Tim: I’ll be upfront with you: there a fair amount to dislike about this, from an Icelandic duo; I would, however, ask that you don’t give up before you hear the chorus, because I nearly did and that would have been a mistake.

Tom: Some of the location footage in that video really made me want to go back to Iceland. Yes, I have a strange taste in geography. Full marks for a mask made of drawing pins, too, that looks spectacular. Anyway, the music.

Tim: Okay so, yeah, first and third things first: those verses aren’t enjoyable, or at least not for me – there’s way too much autotune and nothing of particular interest, and really the first half of the middle eight falls into that category as well. However, all of that is so outweighed by the rest of it that I really don’t care, overall.

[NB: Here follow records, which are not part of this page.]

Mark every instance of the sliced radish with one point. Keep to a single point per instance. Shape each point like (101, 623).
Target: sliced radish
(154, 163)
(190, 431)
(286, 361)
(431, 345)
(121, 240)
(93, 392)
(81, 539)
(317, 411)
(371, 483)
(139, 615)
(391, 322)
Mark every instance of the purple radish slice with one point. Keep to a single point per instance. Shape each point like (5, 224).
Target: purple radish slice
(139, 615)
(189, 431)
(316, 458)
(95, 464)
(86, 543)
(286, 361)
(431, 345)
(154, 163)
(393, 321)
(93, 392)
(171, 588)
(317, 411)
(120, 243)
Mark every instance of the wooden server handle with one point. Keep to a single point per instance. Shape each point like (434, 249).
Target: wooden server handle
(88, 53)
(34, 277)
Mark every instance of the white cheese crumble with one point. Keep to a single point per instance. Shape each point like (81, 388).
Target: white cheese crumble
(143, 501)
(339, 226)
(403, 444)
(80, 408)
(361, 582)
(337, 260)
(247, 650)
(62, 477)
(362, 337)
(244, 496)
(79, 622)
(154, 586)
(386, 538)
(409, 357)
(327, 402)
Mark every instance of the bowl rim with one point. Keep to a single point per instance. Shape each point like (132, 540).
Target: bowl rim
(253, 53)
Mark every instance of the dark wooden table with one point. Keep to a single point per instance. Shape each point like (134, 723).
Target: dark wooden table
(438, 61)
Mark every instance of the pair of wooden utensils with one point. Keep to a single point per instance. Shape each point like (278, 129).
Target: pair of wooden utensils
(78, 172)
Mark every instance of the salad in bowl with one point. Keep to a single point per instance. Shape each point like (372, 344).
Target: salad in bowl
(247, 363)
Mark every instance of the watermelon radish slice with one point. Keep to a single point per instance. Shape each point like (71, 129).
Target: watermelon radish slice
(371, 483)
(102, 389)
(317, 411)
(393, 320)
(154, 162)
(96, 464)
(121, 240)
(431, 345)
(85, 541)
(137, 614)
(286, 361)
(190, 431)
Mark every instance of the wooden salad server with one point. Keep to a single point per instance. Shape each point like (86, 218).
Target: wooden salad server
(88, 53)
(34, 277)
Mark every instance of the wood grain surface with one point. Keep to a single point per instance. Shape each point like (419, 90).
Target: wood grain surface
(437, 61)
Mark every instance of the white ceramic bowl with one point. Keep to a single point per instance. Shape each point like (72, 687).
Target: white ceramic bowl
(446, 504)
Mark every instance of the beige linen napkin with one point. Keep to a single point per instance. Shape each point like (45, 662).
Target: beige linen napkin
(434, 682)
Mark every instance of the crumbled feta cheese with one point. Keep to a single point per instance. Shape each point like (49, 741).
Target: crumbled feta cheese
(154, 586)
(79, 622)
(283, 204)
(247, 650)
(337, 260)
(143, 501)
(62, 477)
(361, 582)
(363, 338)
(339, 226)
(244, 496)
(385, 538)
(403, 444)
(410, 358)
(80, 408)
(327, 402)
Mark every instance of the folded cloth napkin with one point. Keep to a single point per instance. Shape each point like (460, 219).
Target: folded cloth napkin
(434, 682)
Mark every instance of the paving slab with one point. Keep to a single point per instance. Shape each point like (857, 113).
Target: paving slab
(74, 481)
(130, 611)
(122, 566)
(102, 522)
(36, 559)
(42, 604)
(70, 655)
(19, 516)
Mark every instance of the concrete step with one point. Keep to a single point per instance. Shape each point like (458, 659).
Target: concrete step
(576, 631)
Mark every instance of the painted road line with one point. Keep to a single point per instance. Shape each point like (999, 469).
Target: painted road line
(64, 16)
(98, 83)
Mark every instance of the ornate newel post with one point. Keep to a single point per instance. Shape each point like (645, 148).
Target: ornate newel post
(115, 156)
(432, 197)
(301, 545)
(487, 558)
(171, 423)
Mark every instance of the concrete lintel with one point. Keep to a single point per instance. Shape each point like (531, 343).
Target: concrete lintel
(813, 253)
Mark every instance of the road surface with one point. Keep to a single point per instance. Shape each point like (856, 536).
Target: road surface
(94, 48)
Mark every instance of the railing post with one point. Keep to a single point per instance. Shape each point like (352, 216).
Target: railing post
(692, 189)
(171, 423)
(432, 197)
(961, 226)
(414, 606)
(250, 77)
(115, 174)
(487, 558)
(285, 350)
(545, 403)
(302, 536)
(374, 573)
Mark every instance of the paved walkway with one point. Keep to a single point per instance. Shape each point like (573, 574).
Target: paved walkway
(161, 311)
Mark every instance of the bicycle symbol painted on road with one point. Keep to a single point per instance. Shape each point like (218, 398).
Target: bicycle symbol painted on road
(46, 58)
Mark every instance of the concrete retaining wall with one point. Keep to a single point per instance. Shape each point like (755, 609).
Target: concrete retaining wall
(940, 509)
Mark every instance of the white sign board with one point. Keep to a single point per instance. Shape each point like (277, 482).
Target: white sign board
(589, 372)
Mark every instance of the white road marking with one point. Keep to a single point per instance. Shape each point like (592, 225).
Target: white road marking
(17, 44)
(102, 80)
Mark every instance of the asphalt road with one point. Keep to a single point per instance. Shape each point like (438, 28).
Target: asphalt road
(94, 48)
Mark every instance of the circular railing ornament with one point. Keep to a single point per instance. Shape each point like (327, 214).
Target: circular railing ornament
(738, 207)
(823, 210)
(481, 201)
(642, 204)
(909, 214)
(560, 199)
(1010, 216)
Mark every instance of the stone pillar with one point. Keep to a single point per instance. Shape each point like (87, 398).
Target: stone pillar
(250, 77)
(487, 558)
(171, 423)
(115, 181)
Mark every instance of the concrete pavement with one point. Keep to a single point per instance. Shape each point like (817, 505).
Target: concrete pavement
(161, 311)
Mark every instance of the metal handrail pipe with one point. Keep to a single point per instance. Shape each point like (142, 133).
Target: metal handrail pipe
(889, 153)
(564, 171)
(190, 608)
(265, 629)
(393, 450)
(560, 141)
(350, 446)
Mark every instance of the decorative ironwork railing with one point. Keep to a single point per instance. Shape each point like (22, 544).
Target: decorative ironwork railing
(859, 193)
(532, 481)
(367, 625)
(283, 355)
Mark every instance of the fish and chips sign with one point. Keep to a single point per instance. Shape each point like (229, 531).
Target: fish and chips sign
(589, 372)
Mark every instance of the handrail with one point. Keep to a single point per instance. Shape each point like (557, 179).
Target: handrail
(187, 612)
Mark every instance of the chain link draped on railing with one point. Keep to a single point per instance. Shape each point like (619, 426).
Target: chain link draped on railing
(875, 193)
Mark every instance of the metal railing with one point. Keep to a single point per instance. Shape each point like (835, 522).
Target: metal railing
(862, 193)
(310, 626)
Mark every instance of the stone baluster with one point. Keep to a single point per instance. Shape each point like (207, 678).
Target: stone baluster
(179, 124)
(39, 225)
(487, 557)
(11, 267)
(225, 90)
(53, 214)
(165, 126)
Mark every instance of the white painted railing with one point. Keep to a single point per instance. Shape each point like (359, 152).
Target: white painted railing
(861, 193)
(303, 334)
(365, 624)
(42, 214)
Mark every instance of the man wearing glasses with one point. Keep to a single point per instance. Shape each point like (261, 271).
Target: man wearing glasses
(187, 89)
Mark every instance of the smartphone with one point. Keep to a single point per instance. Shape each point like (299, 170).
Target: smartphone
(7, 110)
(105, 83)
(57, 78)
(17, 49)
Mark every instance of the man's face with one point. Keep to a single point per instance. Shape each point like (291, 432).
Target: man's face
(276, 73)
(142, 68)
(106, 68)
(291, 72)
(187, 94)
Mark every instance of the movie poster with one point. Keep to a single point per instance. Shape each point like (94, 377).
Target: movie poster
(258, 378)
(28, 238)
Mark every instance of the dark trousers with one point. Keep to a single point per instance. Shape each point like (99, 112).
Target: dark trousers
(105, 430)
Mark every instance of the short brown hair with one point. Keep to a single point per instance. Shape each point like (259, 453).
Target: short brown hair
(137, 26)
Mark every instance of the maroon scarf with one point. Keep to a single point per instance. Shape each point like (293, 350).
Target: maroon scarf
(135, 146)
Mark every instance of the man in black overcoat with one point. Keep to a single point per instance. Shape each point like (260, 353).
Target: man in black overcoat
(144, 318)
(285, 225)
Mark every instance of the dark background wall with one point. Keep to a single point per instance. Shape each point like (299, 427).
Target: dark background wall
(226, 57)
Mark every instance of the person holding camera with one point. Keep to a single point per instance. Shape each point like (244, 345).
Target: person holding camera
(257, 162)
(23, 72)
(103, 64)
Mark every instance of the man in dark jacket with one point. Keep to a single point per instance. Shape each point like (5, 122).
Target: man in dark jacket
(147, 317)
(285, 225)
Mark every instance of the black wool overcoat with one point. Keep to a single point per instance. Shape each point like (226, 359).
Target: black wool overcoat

Tom: Alas, that’s how I feel about the whole track. I can appreciate the chorus as being well produced — there’s nothing actually wrong with it — but what do you see in it?

Tim: There’s a lovely melody, sound and just general…sensation around that chorus that I can’t get enough of, and when the instrumental of it turns up in the middle eight, it’s just wonderful. It does, really, almost serve to make the verses worse – not only are they objectively unpleasant, they’re also making me miss out on the good stuff. But there’s enough good stuff that I don’t really mind – I’ll take it, and cope with the bad bits.